In recent decades, Indians have changed Chinese cuisine and spices so much that Indochinese has become a cuisine in its own right. A similar transformation is underway in Americanized fast foods like burgers, pizzas and subs. However, this time the change is more organized as it is driven by quick service restaurants or QSRs – instead of dhabas and hawkers, which had started the Indochinese food revolution.
According to a report by Sharekhan, more than a quarter of menus at top QSRs like Pizza Hut, Dominos, Subway, McDonald’s and KFC have been ‘Indianized’. Of these, the most Indianized of menus is offered by Burger King – with more than 40% of its offerings like veg makhani burst burgers and aloo tikki burgers.
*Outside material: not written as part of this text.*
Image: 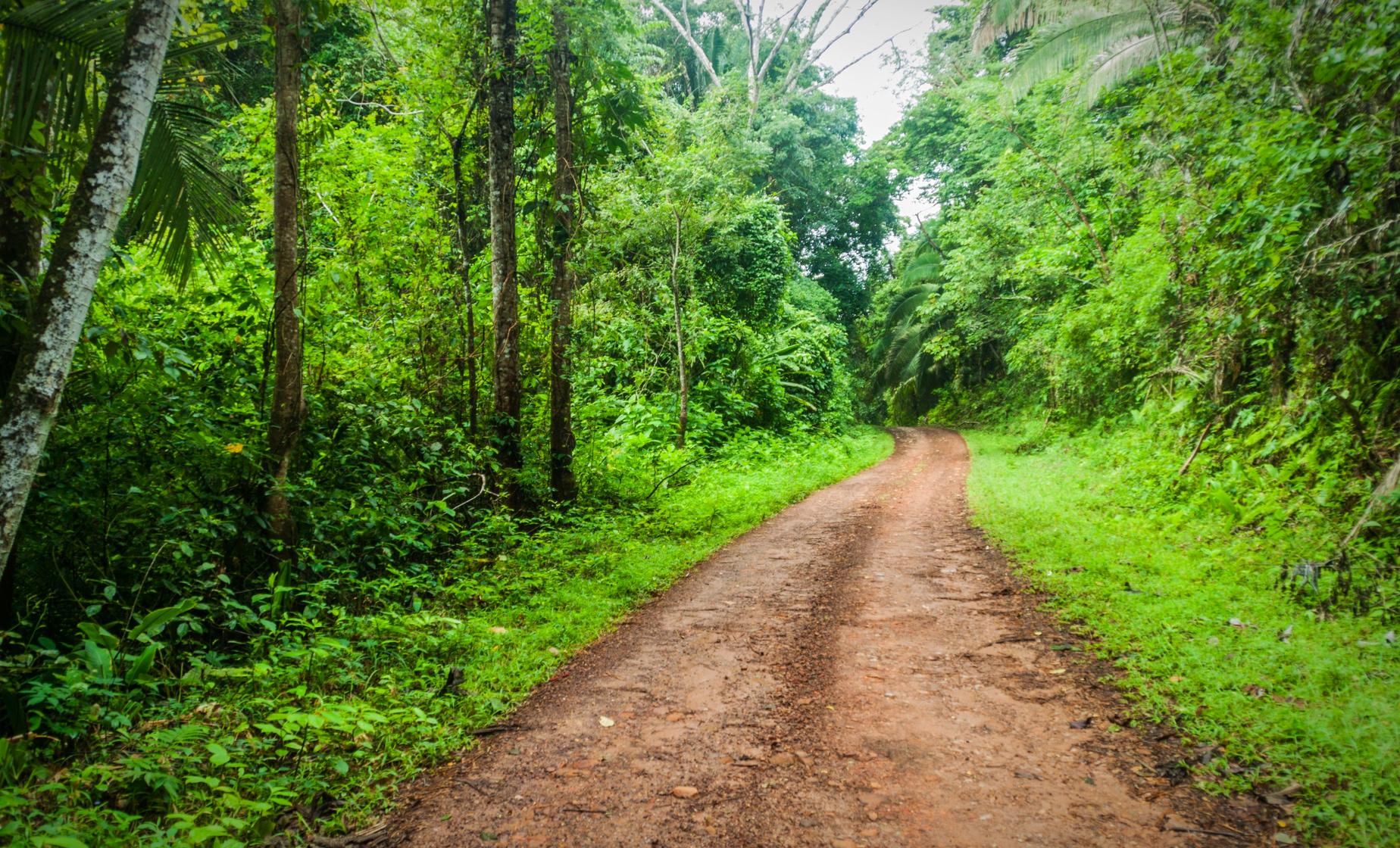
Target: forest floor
[381,429,1266,848]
KFC’s biryani bucket combinations that offer chicken thighs with a spicy sauce and flavored rice are an Indian alternative to its popular international combo – rice with strips.
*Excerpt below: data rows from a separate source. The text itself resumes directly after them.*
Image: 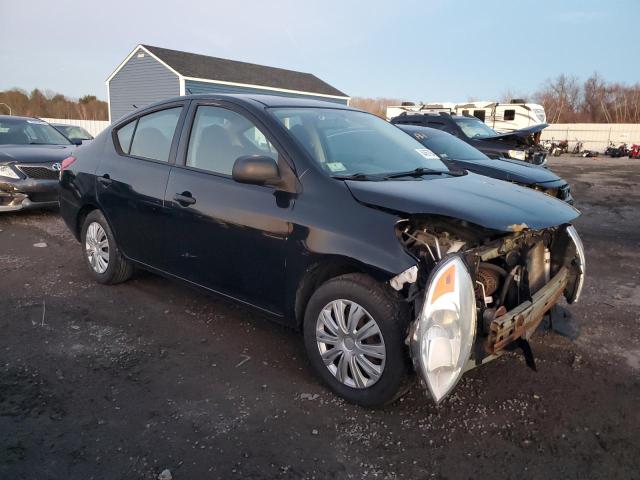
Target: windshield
[56,125,93,140]
[270,108,448,176]
[0,118,71,145]
[454,118,496,138]
[413,131,489,160]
“Major international brands such as Domino’s Pizza, Subway, McDonald’s and Burger King have incorporated a wide range of products designed to target the Indian palate into their menus. These offers respond to changing customer preferences, thereby increasing aggregate demand,” the Sharekhan report said.
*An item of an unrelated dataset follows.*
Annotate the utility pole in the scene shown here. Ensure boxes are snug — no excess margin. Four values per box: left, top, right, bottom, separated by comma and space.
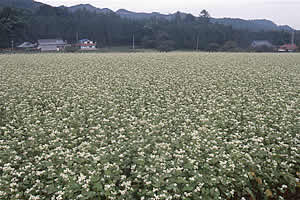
196, 35, 199, 51
132, 34, 135, 49
292, 31, 295, 45
11, 40, 14, 51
Who moved my cheese – no paneer
Many of these American food chains’ menu changes cater to vegetarians, with paneer being the most popular option. The second most popular addition is the tandoor versions added to pizzas, burgers, and even subs and salads – which are on both vegetarian and non-vegetarian menus.
Then there are the spicier versions offered by McDonald’s, which has also introduced a chatpata spice blend much like its peri peri blend. Tikkas and tikkis have also made their way onto menus, in addition to pasta.
However, a few outlets are also trying to mix other international menus with Indian options like the Mexican aloo tikki – catering to India’s love for mixing spices and taste palates.
|Mark||% of Indianized menu||Examples of Indian Items|
|Dominoes||24%||Kadhai paneer pizza, Achaari do pyaaza pizza, Tikka masala pasta, Peppy paneer|
|Subway||34%||Tandoori tofu sub, Aloo patty sub, Chatpata chana sub, Hara bhara sub|
|pizza hut||25%||Tandoori Mushroom Pizza, Spicy Paneer Pizza, Classic Paneer Pizza|
|McDonald’s||34%||Chicken kebab burger, Masala wedges, Mexican Aloo Tikki burger|
|Burger King||42%||Veg makhani burst burger, Tikki twist burger, Chicken Makhani burger|
|KFC||31%||Classic Biryani Chicken Buckets; Combos with Hyderabadi biryani and sauces|
Data source: Sharekhan
Value, location – the backcountry mantras
Menu localization is one of the growth themes pursued by Indian QSRs, which are largely dominated by US-origin brands. The Indian QSR market is expected to grow by 23% over the next three years, driven by the post-pandemic surge in orders through aggregation platforms such as Zomato and Swiggy.
“In the post-Covid era, a significant shift to branded products, increasing frequency of orders on delivery platforms and strong traction for value products provide QSR players with ample leeway to rapidly expand their penetration in the Indian market,” the Sharekhan report said.
The report also identified strengths in Tier II, Tier III, and even Tier IV cities where menu localization will help capture more market share, while providing value options for cost-conscious younger customers. .
With customers accustomed to food being delivered to their doorstep at the touch of a button and at any time of the day, convenience has become key and is helping to drive delivery growth, according to the report. It is already moving away from occasion-based orders to business-as-usual orders, the report adds.
However, to compete with the large ecosystem or unorganized players like local restaurants and food chains that provide all the options, QSRs have to work harder for their market share.
“The demanding nature of Indian customers pushes QSRs to introduce products that go beyond the basics,” the Sharekhan report states.